Ronald Reagan apologized to former British Prime Minister Margaret Thatcher for invading Grenada in 1983 without consulting her, according to a newly published conversation between the world leaders.
"I'm sorry for any embarrassment that we caused you," the former President said, "but please understand that it was just our fear of our own weakness over here with regard to secrecy." In October 1983, Reagan ordered U.S. troops to invade Grenada, a Caribbean island nation, after he determined that its turbulent Marxist government posed a threat to the almost 1,000 Americans on the island (many of whom were students at a medical school). Grenada had been troubling the Reagan administration ever since its Constitution was suspended after a coup in 1979, and the new government began to cozy up to Communist Cuba.
The American invasion of Grenada was very unpopular in Britain, as Grenada was a Commonwealth nation.
"If I were there Margaret, I'd throw my hat in the door before I came in," Reagan said, which the BBC recalled was an old tradition that allowed an unwelcome guest to announce their arrival before they entered a room.
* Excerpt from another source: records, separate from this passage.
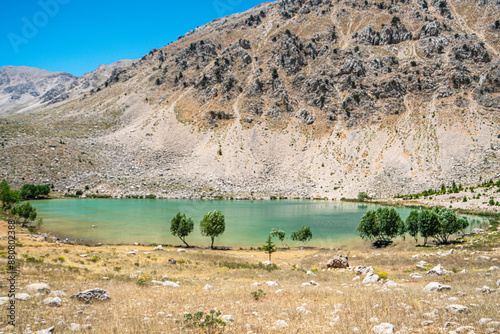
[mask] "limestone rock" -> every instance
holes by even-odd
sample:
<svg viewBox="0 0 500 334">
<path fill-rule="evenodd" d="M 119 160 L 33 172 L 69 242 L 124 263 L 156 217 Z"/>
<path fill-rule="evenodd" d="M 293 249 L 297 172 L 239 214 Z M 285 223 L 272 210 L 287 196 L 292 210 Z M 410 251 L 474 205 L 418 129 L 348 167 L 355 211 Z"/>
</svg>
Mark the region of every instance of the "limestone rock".
<svg viewBox="0 0 500 334">
<path fill-rule="evenodd" d="M 377 283 L 380 277 L 377 274 L 371 273 L 366 275 L 365 279 L 363 280 L 363 284 L 371 284 L 371 283 Z"/>
<path fill-rule="evenodd" d="M 392 334 L 394 333 L 394 326 L 383 322 L 380 325 L 373 327 L 372 332 L 375 334 Z"/>
<path fill-rule="evenodd" d="M 429 292 L 429 291 L 442 291 L 442 290 L 450 290 L 451 286 L 449 285 L 443 285 L 438 282 L 431 282 L 427 284 L 427 286 L 424 288 L 423 291 Z"/>
<path fill-rule="evenodd" d="M 69 298 L 75 298 L 78 299 L 79 301 L 84 301 L 86 303 L 93 301 L 105 301 L 111 299 L 108 292 L 100 288 L 85 290 L 77 294 L 74 294 Z"/>
<path fill-rule="evenodd" d="M 24 288 L 24 291 L 30 293 L 37 293 L 40 291 L 50 291 L 50 286 L 47 283 L 33 283 L 30 285 L 27 285 Z"/>
<path fill-rule="evenodd" d="M 444 275 L 449 275 L 451 273 L 452 273 L 451 271 L 444 269 L 444 267 L 442 265 L 438 264 L 437 266 L 435 266 L 434 268 L 432 268 L 431 270 L 429 270 L 425 274 L 426 275 L 444 276 Z"/>
<path fill-rule="evenodd" d="M 470 313 L 470 309 L 467 306 L 460 304 L 452 304 L 446 306 L 446 311 L 451 313 Z"/>
<path fill-rule="evenodd" d="M 59 307 L 59 306 L 61 306 L 61 298 L 59 298 L 59 297 L 49 297 L 49 298 L 45 298 L 45 299 L 43 300 L 43 303 L 44 303 L 45 305 Z"/>
</svg>

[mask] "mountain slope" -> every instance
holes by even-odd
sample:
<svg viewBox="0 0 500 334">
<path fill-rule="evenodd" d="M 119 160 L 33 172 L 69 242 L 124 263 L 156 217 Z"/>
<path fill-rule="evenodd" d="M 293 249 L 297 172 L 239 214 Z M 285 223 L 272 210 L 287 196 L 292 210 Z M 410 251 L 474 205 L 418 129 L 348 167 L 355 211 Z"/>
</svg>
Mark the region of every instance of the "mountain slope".
<svg viewBox="0 0 500 334">
<path fill-rule="evenodd" d="M 167 197 L 379 197 L 498 177 L 498 13 L 265 3 L 6 119 L 3 168 L 14 183 Z"/>
</svg>

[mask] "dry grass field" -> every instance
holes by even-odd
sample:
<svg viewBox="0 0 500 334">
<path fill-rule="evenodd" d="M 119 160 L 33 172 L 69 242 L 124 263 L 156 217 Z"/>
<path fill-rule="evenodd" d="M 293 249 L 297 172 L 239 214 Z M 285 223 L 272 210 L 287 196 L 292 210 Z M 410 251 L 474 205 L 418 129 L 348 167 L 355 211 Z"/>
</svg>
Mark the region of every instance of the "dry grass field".
<svg viewBox="0 0 500 334">
<path fill-rule="evenodd" d="M 5 222 L 0 232 L 6 235 Z M 392 324 L 394 333 L 500 332 L 497 225 L 446 247 L 415 247 L 413 240 L 406 240 L 386 249 L 354 242 L 343 250 L 279 250 L 272 256 L 277 268 L 262 265 L 267 254 L 256 250 L 88 247 L 38 241 L 21 229 L 17 232 L 18 293 L 28 292 L 24 288 L 33 283 L 47 283 L 50 291 L 31 291 L 29 300 L 16 300 L 15 328 L 8 326 L 3 305 L 4 333 L 36 333 L 52 326 L 54 333 L 372 333 L 381 323 Z M 7 242 L 2 240 L 0 265 L 5 273 Z M 326 270 L 329 259 L 347 250 L 351 269 Z M 170 264 L 171 258 L 177 263 Z M 420 261 L 428 264 L 417 268 Z M 426 275 L 438 264 L 453 273 Z M 352 270 L 356 266 L 373 266 L 386 278 L 363 284 L 365 275 Z M 422 277 L 410 277 L 413 273 Z M 318 285 L 302 286 L 311 280 Z M 161 281 L 180 287 L 162 286 Z M 268 286 L 268 281 L 279 286 Z M 451 290 L 424 292 L 430 282 Z M 477 290 L 484 286 L 497 291 Z M 111 299 L 86 304 L 69 298 L 93 288 L 105 289 Z M 1 296 L 7 290 L 2 280 Z M 60 293 L 55 291 L 64 292 L 61 306 L 44 304 Z M 467 309 L 446 309 L 453 304 Z M 190 327 L 185 322 L 187 313 L 205 316 L 213 309 L 220 311 L 214 317 L 225 324 Z"/>
</svg>

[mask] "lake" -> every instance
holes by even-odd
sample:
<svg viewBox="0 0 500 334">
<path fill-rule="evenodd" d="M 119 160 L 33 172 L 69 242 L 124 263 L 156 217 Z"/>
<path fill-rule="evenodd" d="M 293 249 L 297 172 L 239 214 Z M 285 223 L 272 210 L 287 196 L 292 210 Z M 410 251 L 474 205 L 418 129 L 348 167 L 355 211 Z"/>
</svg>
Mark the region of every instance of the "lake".
<svg viewBox="0 0 500 334">
<path fill-rule="evenodd" d="M 273 227 L 283 229 L 289 238 L 292 231 L 307 225 L 313 233 L 310 245 L 336 247 L 358 238 L 355 228 L 361 216 L 378 207 L 313 200 L 57 199 L 31 203 L 43 218 L 43 231 L 89 243 L 180 245 L 182 242 L 170 234 L 170 221 L 177 212 L 185 213 L 195 222 L 186 241 L 201 247 L 210 246 L 210 238 L 201 236 L 199 222 L 211 210 L 220 210 L 226 217 L 226 231 L 215 239 L 215 246 L 261 246 Z M 411 211 L 396 210 L 403 219 Z M 469 220 L 474 227 L 486 221 L 480 217 Z M 291 240 L 288 244 L 297 245 Z"/>
</svg>

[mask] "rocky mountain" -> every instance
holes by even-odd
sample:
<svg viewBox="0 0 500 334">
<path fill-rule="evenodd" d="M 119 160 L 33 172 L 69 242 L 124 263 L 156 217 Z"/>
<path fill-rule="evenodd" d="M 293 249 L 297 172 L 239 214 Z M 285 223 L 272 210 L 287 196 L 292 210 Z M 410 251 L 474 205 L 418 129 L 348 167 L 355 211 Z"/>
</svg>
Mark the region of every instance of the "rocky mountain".
<svg viewBox="0 0 500 334">
<path fill-rule="evenodd" d="M 163 197 L 383 197 L 497 178 L 499 10 L 264 3 L 5 117 L 1 170 Z"/>
<path fill-rule="evenodd" d="M 101 65 L 95 71 L 75 77 L 27 66 L 0 67 L 0 115 L 36 109 L 101 86 L 113 73 L 132 60 Z"/>
</svg>

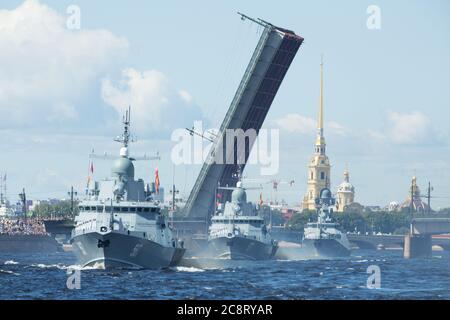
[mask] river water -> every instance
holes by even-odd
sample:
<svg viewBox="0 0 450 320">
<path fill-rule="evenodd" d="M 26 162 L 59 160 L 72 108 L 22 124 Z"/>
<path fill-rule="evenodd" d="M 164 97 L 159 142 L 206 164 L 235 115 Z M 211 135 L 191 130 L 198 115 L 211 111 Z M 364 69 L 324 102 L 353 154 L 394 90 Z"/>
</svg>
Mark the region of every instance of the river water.
<svg viewBox="0 0 450 320">
<path fill-rule="evenodd" d="M 0 299 L 450 299 L 449 266 L 448 252 L 405 260 L 398 250 L 356 250 L 337 260 L 107 271 L 80 270 L 70 252 L 0 254 Z M 379 270 L 379 282 L 368 268 Z M 369 287 L 379 288 L 368 288 L 370 276 Z"/>
</svg>

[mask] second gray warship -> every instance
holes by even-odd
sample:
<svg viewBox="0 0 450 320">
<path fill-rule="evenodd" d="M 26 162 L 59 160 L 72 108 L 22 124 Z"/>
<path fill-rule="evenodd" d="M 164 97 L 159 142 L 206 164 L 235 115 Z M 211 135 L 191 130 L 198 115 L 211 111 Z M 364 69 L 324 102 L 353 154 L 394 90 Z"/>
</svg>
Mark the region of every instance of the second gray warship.
<svg viewBox="0 0 450 320">
<path fill-rule="evenodd" d="M 238 181 L 232 189 L 231 202 L 211 218 L 208 234 L 209 253 L 214 258 L 266 260 L 275 255 L 278 245 L 272 239 L 264 219 L 247 202 L 246 189 Z"/>
<path fill-rule="evenodd" d="M 330 189 L 322 189 L 316 199 L 317 221 L 307 223 L 304 229 L 302 250 L 310 257 L 336 258 L 351 253 L 347 235 L 331 217 L 334 203 Z"/>
<path fill-rule="evenodd" d="M 148 185 L 135 180 L 133 161 L 139 159 L 128 154 L 129 111 L 123 123 L 124 133 L 115 139 L 123 146 L 112 178 L 90 183 L 88 199 L 79 203 L 70 242 L 83 267 L 159 269 L 176 265 L 185 252 L 183 242 L 175 238 Z"/>
</svg>

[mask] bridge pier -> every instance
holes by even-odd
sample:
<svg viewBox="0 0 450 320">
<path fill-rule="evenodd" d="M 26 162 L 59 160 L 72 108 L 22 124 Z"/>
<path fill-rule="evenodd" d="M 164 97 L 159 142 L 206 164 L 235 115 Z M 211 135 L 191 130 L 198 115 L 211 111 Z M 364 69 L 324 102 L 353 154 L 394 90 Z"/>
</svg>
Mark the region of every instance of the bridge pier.
<svg viewBox="0 0 450 320">
<path fill-rule="evenodd" d="M 432 243 L 430 234 L 407 234 L 403 247 L 403 256 L 410 258 L 431 258 Z"/>
</svg>

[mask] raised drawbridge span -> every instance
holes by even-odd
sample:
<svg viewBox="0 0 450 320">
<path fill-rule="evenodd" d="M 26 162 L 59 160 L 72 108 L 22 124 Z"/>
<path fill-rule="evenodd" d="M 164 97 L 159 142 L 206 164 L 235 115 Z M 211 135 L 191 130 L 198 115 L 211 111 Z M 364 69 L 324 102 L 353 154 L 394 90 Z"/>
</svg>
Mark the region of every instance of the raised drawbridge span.
<svg viewBox="0 0 450 320">
<path fill-rule="evenodd" d="M 234 141 L 233 148 L 226 148 L 225 133 L 227 129 L 242 129 L 244 132 L 254 129 L 257 134 L 259 133 L 281 82 L 303 42 L 303 38 L 293 31 L 261 19 L 255 20 L 240 15 L 243 19 L 258 23 L 264 29 L 220 126 L 208 159 L 203 164 L 187 200 L 184 211 L 191 218 L 205 220 L 211 215 L 218 184 L 221 186 L 236 184 L 237 178 L 234 174 L 239 167 L 241 170 L 244 169 L 254 141 L 249 139 L 246 146 L 244 142 L 245 159 L 239 161 L 236 159 L 237 142 Z M 229 152 L 230 149 L 232 152 Z M 217 159 L 218 154 L 223 156 L 222 163 L 212 161 Z M 222 200 L 229 197 L 229 193 L 223 193 Z"/>
</svg>

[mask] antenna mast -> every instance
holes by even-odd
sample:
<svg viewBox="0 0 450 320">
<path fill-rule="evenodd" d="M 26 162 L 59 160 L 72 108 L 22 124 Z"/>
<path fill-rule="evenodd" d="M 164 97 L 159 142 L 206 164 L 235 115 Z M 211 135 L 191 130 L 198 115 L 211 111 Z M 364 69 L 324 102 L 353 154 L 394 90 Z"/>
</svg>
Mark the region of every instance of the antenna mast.
<svg viewBox="0 0 450 320">
<path fill-rule="evenodd" d="M 128 144 L 130 142 L 134 142 L 134 140 L 131 138 L 130 135 L 130 118 L 131 118 L 131 107 L 128 106 L 128 110 L 125 112 L 125 116 L 123 117 L 122 123 L 123 123 L 123 134 L 122 136 L 118 136 L 114 139 L 114 141 L 123 143 L 123 146 L 125 148 L 128 147 Z"/>
</svg>

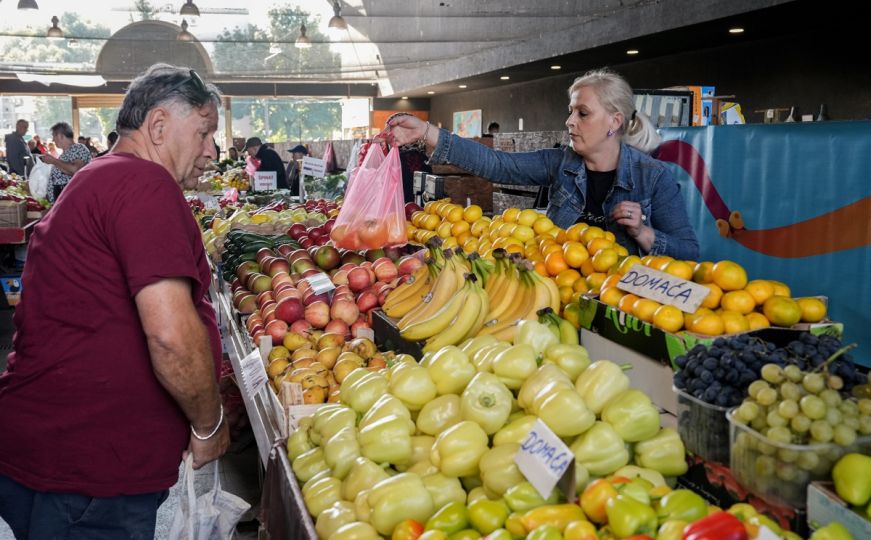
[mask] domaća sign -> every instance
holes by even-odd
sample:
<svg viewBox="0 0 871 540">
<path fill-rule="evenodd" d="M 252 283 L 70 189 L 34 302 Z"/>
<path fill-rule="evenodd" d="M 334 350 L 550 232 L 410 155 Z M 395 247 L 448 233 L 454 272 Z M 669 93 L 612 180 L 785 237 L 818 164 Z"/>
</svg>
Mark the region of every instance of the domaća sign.
<svg viewBox="0 0 871 540">
<path fill-rule="evenodd" d="M 711 289 L 677 276 L 633 264 L 617 282 L 617 288 L 660 304 L 674 306 L 685 313 L 695 313 Z"/>
</svg>

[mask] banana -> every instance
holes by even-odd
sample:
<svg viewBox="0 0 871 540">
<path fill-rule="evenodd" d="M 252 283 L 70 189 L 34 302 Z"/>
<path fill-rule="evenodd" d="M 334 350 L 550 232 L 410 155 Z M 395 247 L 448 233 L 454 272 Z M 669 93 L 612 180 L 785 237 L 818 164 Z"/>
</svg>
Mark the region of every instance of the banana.
<svg viewBox="0 0 871 540">
<path fill-rule="evenodd" d="M 505 286 L 500 291 L 490 293 L 490 312 L 487 314 L 487 320 L 498 320 L 508 309 L 517 302 L 517 294 L 523 284 L 520 278 L 513 277 L 507 280 Z"/>
<path fill-rule="evenodd" d="M 559 313 L 560 295 L 556 282 L 553 279 L 544 276 L 538 276 L 538 280 L 544 283 L 545 287 L 547 287 L 550 292 L 550 302 L 548 303 L 548 306 L 550 306 L 550 309 L 552 309 L 554 313 Z"/>
<path fill-rule="evenodd" d="M 524 315 L 521 316 L 522 319 L 528 321 L 537 321 L 538 320 L 538 310 L 544 309 L 546 307 L 550 307 L 550 290 L 545 284 L 545 280 L 535 274 L 532 276 L 533 280 L 533 289 L 535 291 L 535 301 L 529 311 L 527 311 Z M 553 308 L 551 308 L 553 309 Z M 559 304 L 557 304 L 557 309 L 559 309 Z"/>
<path fill-rule="evenodd" d="M 415 275 L 417 274 L 415 273 Z M 434 283 L 435 278 L 429 275 L 429 272 L 427 271 L 422 277 L 416 278 L 414 283 L 409 282 L 410 286 L 404 291 L 401 291 L 401 296 L 399 298 L 393 299 L 393 294 L 391 293 L 387 298 L 388 301 L 384 303 L 384 306 L 382 306 L 384 313 L 386 313 L 388 317 L 393 317 L 395 319 L 405 316 L 409 311 L 421 304 L 421 301 L 432 290 Z M 403 285 L 405 285 L 405 283 Z M 396 291 L 399 291 L 399 289 L 397 288 Z"/>
<path fill-rule="evenodd" d="M 466 299 L 454 320 L 448 323 L 447 328 L 427 340 L 426 345 L 423 346 L 423 352 L 434 352 L 447 345 L 456 345 L 475 325 L 483 307 L 484 291 L 475 284 L 469 289 L 471 290 L 466 294 Z"/>
<path fill-rule="evenodd" d="M 462 311 L 463 306 L 469 300 L 470 292 L 470 287 L 463 287 L 431 317 L 406 327 L 399 332 L 399 335 L 409 341 L 421 341 L 443 332 L 451 325 L 451 321 L 454 320 L 457 314 Z"/>
<path fill-rule="evenodd" d="M 397 327 L 400 332 L 412 324 L 429 319 L 445 303 L 451 299 L 462 284 L 463 275 L 457 271 L 455 264 L 448 261 L 433 283 L 432 290 L 423 301 L 399 320 Z"/>
<path fill-rule="evenodd" d="M 429 277 L 429 266 L 423 265 L 414 271 L 408 281 L 399 285 L 387 295 L 384 306 L 395 305 L 411 296 L 422 286 L 422 281 L 427 277 Z"/>
<path fill-rule="evenodd" d="M 471 359 L 473 356 L 475 356 L 475 353 L 477 353 L 484 347 L 489 347 L 490 345 L 495 345 L 496 343 L 499 343 L 499 340 L 497 340 L 493 336 L 476 336 L 467 339 L 459 347 L 460 350 L 466 353 L 466 356 Z"/>
<path fill-rule="evenodd" d="M 495 321 L 487 321 L 478 335 L 493 334 L 499 337 L 502 330 L 516 324 L 530 309 L 535 307 L 535 288 L 532 284 L 524 282 L 518 292 L 520 294 L 515 297 L 511 308 Z"/>
<path fill-rule="evenodd" d="M 559 341 L 566 345 L 580 345 L 581 340 L 578 337 L 578 329 L 572 326 L 572 323 L 559 318 Z"/>
<path fill-rule="evenodd" d="M 483 289 L 475 291 L 481 297 L 481 309 L 478 312 L 478 318 L 475 320 L 475 324 L 469 329 L 468 332 L 463 336 L 463 339 L 468 339 L 472 336 L 478 335 L 478 332 L 481 331 L 481 328 L 484 327 L 484 323 L 487 322 L 487 313 L 490 308 L 490 297 L 487 296 L 487 293 L 484 292 Z"/>
</svg>

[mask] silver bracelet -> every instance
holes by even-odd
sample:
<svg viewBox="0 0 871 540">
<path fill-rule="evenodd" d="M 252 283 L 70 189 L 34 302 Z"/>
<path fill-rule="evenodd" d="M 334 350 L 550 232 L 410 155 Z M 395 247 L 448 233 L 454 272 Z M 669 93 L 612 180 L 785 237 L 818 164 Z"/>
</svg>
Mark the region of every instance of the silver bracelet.
<svg viewBox="0 0 871 540">
<path fill-rule="evenodd" d="M 221 424 L 223 424 L 223 423 L 224 423 L 224 404 L 221 403 L 221 414 L 218 417 L 218 424 L 215 426 L 215 429 L 213 429 L 211 433 L 209 433 L 208 435 L 203 437 L 202 435 L 197 433 L 196 430 L 194 430 L 194 425 L 191 424 L 191 433 L 193 433 L 194 437 L 196 437 L 197 439 L 199 439 L 201 441 L 208 441 L 209 439 L 211 439 L 212 437 L 215 436 L 215 433 L 217 433 L 219 429 L 221 429 Z"/>
</svg>

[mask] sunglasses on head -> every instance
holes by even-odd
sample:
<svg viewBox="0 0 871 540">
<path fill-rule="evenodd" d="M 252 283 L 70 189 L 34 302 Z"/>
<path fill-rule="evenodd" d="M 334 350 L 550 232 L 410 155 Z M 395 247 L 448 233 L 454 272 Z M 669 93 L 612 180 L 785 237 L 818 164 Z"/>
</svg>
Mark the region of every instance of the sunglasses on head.
<svg viewBox="0 0 871 540">
<path fill-rule="evenodd" d="M 169 89 L 169 92 L 167 92 L 167 94 L 172 94 L 186 84 L 193 84 L 193 87 L 197 92 L 211 94 L 209 89 L 206 88 L 206 83 L 203 82 L 202 77 L 200 77 L 199 74 L 194 70 L 190 70 L 190 75 L 186 79 L 183 79 L 180 82 L 174 84 L 172 88 Z"/>
</svg>

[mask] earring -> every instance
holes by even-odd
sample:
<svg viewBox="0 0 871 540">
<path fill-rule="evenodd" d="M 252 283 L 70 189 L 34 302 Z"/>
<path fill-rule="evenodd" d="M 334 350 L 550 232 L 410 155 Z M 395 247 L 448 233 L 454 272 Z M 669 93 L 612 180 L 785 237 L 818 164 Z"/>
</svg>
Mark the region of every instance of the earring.
<svg viewBox="0 0 871 540">
<path fill-rule="evenodd" d="M 608 130 L 608 136 L 609 136 L 609 137 L 613 137 L 613 136 L 614 136 L 614 130 L 613 130 L 613 129 L 609 129 L 609 130 Z"/>
</svg>

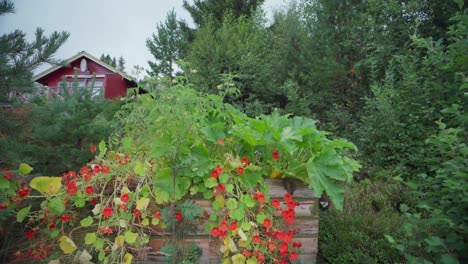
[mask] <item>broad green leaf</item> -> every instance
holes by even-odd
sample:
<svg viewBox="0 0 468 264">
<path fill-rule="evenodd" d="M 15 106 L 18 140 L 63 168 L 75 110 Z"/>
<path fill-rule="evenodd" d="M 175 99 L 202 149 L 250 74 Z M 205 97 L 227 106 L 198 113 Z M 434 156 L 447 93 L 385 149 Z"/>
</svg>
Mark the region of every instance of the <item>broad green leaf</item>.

The full transcript of the phone conversation is available on the Margaret Thatcher Foundation's website.
While Thatcher wasn't exactly forgiving, she did say she understood where Reagan was coming from. "I know about sensitivity, because of the Falklands. That’s why I would not speak for very long even on the secret telephone to you. Because even that can be broken. I'm very much aware of sensitivities," she said. "The action is underway now and we just hope it will be successful."
The conversation ended on good terms, though, with Thatcher getting off the phone to go to a "tricky" Parliament debate, and Reagan encouraging her to "Go get ’em. Eat ’em alive."
The tapes, released to the public in October at the Reagan Library in Los Angeles, prove that Reagan continued the long Presidential tradition of recording phone conversations in the White House situation room, even after the debacle with former President Richard Nixon years earlier. It's also a classic example of an age-old trick: ask forgiveness, not permission.